Despite a slick ad campaign to the contrary, most of us in Wisconsin are pretty sure that our dairy cows are happier than their California cousins.
Based on recent figures, it seems that the same is likely true for the dairy farm owners. California lost 105 dairy farms in 2012. That's a lot of farms any way you slice it, but in a state like California with less than 1,600 dairy herds (compared to around 12,000 in Wisconsin) losing more than 100 herds in a year is a painful blow.
Why were California dairies hit so hard in 2012? In short, the risks inherent in the California model of dairying came home to roost. In contrast to Wisconsin dairy farms, which own land as well as cows and produce a high percentage of their own feed, California dairies rely on purchasing grain and forages from out of state. With corn prices at record highs and alfalfa stores at record lows due to the drought, California dairies felt the pinch when it came to feeding cows last year.
According to the 2007 USDA Census of Agriculture, 30 percent of farmland in Wisconsin is rented. In California, by contrast, the percentage of rented acres is closer to 50 percent. It is important to note that this figure represents all types of crops and operations, not just dairy farms. But to the extent that the figures are emblematic of the differences between the Wisconsin and California models of agriculture, these numbers suggest that land ownership is a risk mitigation strategy that has served Wisconsin farmers well in an era of great economic volatility.
Sometimes we don't know a good thing until it's gone. We've got a good thing going here in Wisconsin - animal agriculture still largely is tied to the land base that supports it. The received wisdom is that the hottest trends in finance and fashion start on the coasts and work their way inward.
Our coastal compatriots might chide us for being behind the times, but we also have the chance to see which ideas work and which don't. The current state of affairs in California suggests strongly that the concept of separating the acres from the cows is a bandwagon we do not want to hop on.

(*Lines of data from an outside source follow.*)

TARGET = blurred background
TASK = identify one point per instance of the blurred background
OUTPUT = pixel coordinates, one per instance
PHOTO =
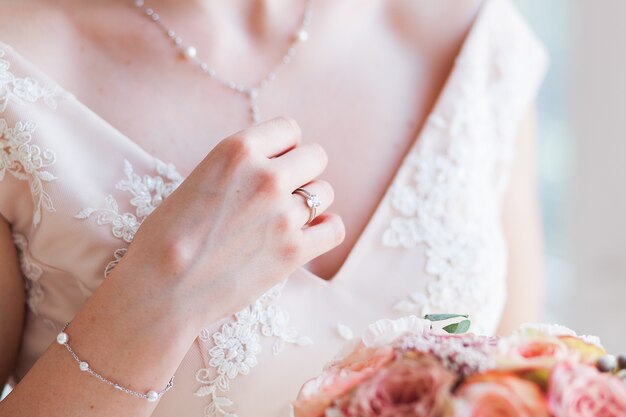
(582, 166)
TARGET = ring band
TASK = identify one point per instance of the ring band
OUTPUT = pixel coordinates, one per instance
(312, 202)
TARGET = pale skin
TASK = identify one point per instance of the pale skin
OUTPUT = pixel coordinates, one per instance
(111, 68)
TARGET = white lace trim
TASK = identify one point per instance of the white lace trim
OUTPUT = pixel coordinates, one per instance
(27, 89)
(31, 272)
(18, 156)
(26, 162)
(449, 201)
(237, 344)
(147, 192)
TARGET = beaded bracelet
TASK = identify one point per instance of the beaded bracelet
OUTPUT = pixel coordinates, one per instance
(152, 396)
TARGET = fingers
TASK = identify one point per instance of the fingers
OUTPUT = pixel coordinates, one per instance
(274, 137)
(301, 165)
(325, 233)
(325, 195)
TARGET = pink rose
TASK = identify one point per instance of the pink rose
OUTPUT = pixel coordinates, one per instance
(577, 390)
(318, 394)
(409, 387)
(499, 395)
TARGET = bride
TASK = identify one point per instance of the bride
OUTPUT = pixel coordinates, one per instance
(154, 195)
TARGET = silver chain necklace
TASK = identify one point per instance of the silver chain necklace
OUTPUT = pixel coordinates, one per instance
(251, 93)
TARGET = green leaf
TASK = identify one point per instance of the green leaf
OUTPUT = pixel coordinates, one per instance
(458, 328)
(440, 317)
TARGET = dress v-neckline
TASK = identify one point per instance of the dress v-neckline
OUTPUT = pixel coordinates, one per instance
(354, 252)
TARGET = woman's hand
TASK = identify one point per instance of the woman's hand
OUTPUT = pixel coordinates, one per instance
(227, 234)
(233, 228)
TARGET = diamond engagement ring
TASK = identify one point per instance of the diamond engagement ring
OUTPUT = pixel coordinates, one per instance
(312, 201)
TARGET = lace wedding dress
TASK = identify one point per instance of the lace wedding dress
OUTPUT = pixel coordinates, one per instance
(75, 191)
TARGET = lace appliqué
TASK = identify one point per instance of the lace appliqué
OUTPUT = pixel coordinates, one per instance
(26, 162)
(18, 156)
(147, 192)
(450, 203)
(31, 272)
(237, 345)
(29, 90)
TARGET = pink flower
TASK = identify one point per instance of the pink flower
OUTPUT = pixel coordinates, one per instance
(502, 395)
(318, 394)
(577, 390)
(409, 387)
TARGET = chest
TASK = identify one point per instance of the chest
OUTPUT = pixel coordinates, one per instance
(362, 91)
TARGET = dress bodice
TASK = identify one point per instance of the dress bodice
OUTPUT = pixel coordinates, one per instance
(75, 191)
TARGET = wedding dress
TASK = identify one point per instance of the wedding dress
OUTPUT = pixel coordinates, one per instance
(75, 191)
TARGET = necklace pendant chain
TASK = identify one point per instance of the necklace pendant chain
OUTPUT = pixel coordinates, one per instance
(251, 93)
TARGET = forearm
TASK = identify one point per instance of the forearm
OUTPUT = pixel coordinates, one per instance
(122, 337)
(522, 227)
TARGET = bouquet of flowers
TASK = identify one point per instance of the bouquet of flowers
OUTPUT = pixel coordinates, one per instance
(410, 368)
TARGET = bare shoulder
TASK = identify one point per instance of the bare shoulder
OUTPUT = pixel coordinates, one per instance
(38, 29)
(438, 22)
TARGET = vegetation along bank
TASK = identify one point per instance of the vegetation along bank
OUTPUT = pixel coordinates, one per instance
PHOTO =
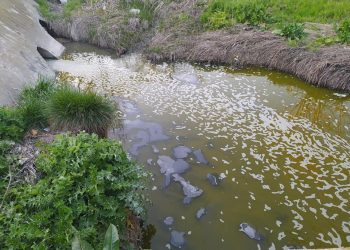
(58, 172)
(309, 39)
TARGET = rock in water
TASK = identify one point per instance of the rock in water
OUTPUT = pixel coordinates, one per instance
(169, 221)
(213, 179)
(181, 152)
(169, 167)
(177, 239)
(189, 190)
(200, 213)
(250, 232)
(200, 157)
(155, 149)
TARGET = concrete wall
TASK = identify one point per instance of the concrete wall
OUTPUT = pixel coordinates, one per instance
(20, 37)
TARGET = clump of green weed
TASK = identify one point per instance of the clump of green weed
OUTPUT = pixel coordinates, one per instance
(343, 31)
(222, 13)
(86, 183)
(33, 101)
(76, 110)
(293, 31)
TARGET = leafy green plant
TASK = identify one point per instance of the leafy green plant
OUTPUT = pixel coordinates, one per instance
(32, 103)
(223, 13)
(77, 110)
(71, 6)
(218, 20)
(86, 183)
(12, 126)
(343, 31)
(293, 31)
(111, 241)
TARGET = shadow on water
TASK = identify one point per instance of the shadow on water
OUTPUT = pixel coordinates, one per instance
(263, 154)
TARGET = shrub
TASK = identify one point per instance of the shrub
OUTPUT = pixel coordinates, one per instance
(218, 20)
(87, 183)
(343, 31)
(33, 101)
(293, 31)
(12, 126)
(76, 110)
(224, 12)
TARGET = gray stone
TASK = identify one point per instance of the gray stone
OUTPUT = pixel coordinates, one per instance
(189, 190)
(177, 238)
(169, 221)
(200, 157)
(250, 232)
(200, 213)
(213, 179)
(181, 152)
(168, 167)
(21, 39)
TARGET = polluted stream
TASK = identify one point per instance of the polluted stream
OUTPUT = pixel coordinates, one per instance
(241, 159)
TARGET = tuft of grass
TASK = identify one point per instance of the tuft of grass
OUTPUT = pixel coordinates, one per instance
(32, 103)
(76, 110)
(293, 31)
(343, 31)
(226, 12)
(256, 12)
(71, 6)
(11, 124)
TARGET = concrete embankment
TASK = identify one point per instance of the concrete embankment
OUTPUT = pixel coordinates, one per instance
(23, 45)
(328, 67)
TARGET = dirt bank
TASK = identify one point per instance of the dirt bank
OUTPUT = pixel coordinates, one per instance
(177, 35)
(329, 67)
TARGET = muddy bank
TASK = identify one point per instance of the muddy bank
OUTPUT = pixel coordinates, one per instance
(329, 67)
(177, 35)
(23, 44)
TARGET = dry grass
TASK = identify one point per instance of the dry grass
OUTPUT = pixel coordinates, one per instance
(329, 67)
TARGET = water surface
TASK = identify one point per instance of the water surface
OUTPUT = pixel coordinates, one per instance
(280, 146)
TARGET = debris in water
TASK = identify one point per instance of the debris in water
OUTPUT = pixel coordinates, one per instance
(177, 238)
(213, 179)
(169, 221)
(250, 231)
(181, 152)
(189, 190)
(200, 157)
(155, 149)
(168, 167)
(200, 213)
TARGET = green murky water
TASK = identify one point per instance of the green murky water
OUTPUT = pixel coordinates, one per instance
(281, 147)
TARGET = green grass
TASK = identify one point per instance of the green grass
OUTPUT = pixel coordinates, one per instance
(12, 126)
(75, 110)
(279, 11)
(71, 6)
(33, 101)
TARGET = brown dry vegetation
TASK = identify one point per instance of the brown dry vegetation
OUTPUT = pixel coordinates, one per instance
(177, 35)
(329, 67)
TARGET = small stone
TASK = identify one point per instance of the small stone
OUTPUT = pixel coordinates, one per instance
(200, 213)
(155, 149)
(250, 231)
(177, 238)
(169, 221)
(213, 179)
(200, 157)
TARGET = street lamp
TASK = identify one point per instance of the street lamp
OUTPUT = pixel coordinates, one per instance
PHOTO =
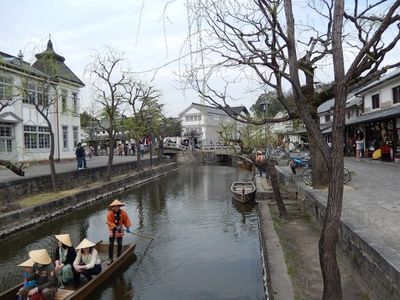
(148, 119)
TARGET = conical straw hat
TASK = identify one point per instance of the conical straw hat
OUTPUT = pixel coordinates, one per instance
(116, 202)
(85, 244)
(65, 239)
(40, 256)
(27, 263)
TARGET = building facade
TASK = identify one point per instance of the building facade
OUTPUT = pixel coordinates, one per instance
(55, 89)
(201, 123)
(372, 115)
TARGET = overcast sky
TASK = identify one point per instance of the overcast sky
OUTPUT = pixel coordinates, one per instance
(149, 33)
(78, 28)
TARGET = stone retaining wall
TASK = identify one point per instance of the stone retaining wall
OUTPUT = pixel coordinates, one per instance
(26, 217)
(371, 260)
(16, 189)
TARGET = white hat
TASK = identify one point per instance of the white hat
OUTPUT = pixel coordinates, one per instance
(65, 239)
(116, 202)
(85, 244)
(40, 256)
(28, 263)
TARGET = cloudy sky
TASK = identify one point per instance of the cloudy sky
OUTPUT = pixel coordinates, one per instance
(149, 33)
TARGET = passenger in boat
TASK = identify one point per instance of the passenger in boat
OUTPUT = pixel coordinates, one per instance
(64, 259)
(87, 261)
(28, 284)
(43, 272)
(118, 222)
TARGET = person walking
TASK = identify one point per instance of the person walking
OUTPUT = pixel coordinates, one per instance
(118, 222)
(359, 148)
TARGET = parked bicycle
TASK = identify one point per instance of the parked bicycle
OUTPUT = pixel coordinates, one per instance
(307, 176)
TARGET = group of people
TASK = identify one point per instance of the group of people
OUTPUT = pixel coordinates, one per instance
(42, 277)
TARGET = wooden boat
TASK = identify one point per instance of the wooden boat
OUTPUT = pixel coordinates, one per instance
(68, 293)
(245, 165)
(243, 191)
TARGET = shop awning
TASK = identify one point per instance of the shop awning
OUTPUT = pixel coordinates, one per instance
(375, 116)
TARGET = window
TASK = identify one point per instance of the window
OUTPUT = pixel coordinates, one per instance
(44, 137)
(30, 137)
(75, 101)
(75, 132)
(64, 95)
(396, 94)
(65, 136)
(5, 138)
(5, 87)
(375, 101)
(36, 137)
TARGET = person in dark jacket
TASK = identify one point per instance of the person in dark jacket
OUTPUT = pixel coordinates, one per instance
(43, 272)
(64, 259)
(80, 156)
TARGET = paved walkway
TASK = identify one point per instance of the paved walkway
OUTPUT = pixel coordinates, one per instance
(61, 167)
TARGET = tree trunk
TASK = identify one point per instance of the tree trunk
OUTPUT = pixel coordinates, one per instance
(51, 162)
(138, 154)
(318, 165)
(329, 235)
(9, 165)
(270, 164)
(110, 158)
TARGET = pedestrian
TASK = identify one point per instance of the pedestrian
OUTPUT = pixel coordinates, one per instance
(359, 148)
(44, 273)
(141, 150)
(87, 261)
(64, 259)
(28, 284)
(118, 222)
(79, 153)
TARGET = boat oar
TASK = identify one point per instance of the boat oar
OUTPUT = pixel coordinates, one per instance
(134, 233)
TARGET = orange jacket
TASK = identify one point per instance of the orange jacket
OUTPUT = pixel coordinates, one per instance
(124, 221)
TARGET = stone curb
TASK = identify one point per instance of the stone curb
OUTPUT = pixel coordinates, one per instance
(18, 220)
(276, 278)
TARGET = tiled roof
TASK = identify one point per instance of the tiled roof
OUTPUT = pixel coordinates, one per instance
(15, 63)
(381, 80)
(53, 64)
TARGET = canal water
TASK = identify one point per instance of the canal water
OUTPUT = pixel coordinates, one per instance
(205, 246)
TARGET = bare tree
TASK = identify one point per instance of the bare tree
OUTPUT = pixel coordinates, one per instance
(143, 101)
(263, 36)
(108, 80)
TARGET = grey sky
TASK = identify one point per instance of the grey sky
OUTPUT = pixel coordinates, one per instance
(78, 28)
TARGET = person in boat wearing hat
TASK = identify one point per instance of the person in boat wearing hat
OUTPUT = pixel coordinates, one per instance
(117, 219)
(87, 261)
(28, 284)
(43, 272)
(64, 259)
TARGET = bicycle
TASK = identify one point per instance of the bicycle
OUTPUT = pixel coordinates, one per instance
(307, 176)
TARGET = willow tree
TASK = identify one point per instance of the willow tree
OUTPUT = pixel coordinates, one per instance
(262, 37)
(108, 78)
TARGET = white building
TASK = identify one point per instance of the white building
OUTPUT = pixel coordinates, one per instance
(24, 133)
(201, 122)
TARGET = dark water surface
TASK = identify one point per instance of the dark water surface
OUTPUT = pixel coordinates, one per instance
(205, 246)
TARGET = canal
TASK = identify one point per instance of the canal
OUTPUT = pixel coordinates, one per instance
(205, 246)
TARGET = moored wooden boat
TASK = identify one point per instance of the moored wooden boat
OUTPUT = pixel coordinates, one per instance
(245, 165)
(68, 293)
(243, 191)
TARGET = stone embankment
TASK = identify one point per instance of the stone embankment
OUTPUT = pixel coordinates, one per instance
(25, 217)
(376, 263)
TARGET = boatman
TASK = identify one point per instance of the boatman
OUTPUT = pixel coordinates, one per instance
(118, 222)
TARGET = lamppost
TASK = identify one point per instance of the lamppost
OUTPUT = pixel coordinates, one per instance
(148, 119)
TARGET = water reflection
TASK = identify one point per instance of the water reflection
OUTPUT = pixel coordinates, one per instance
(206, 246)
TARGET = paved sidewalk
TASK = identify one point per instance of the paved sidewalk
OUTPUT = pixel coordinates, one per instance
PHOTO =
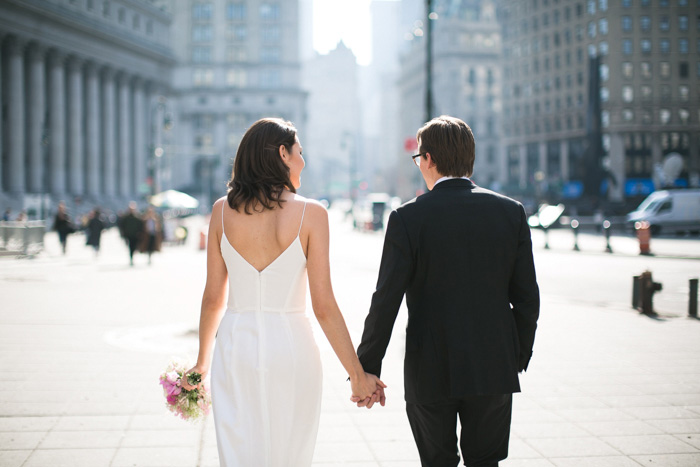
(83, 340)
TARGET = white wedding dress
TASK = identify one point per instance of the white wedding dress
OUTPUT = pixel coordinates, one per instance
(266, 370)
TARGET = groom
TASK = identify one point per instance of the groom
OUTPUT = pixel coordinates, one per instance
(462, 256)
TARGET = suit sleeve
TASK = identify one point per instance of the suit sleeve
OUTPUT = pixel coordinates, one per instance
(524, 294)
(395, 271)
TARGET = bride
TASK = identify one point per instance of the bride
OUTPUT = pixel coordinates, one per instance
(264, 241)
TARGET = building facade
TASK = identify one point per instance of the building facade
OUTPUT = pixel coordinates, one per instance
(237, 61)
(466, 83)
(598, 94)
(80, 84)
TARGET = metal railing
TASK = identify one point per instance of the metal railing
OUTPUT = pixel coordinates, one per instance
(22, 238)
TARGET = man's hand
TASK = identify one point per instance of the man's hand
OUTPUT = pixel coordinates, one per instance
(368, 402)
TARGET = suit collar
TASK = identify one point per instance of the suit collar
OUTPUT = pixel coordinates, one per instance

Why should we be contemplating these questions right now in Wisconsin?
For one, the trend of renting rather than owning acres is growing: the percent of rented acres was 26 percent in 1987 and 27 percent in 1997. If one of our methods for supporting the dairy industry is minimizing risk, that is not a positive trend. Taking some of the steam out of the current run-up in land values would go a long way toward making land ownership viable for all farms in Wisconsin, and particularly beginning farms.
In this context, we should question the current proposal by the governor to make it easier for foreign corporations and individuals to buy large tracts of land in Wisconsin. Such a change would likely have an inflationary effect on land values, driving land ownership even further out of reach.
The strength of Wisconsin's dairy farms lies in their diversification and resilience - a brilliant system where manure feeds the plants, the plants feed the cows and the cows feed the farmer. All of this works best when the cows and the land are part of the same farm. A farm that is producing both grain and milk is in a much better position to weather price and weather shocks than one that is not.
Our friend Nick Levendofsky from Kansas Farmers Union recently shared a photo of a circa-1970 Moor Man's feed decorative plate. It features a picture of a barn and silo surrounded by rolling fields of grain and pasture, and flanked on three sides by beef and dairy cows, pigs, chickens and sheep. The inscription at the top reads: "Buy only what you cannot raise or process on your farm or ranch."
The cows on that plate, feeding on the bounty from the surrounding hillsides, look pretty happy to me.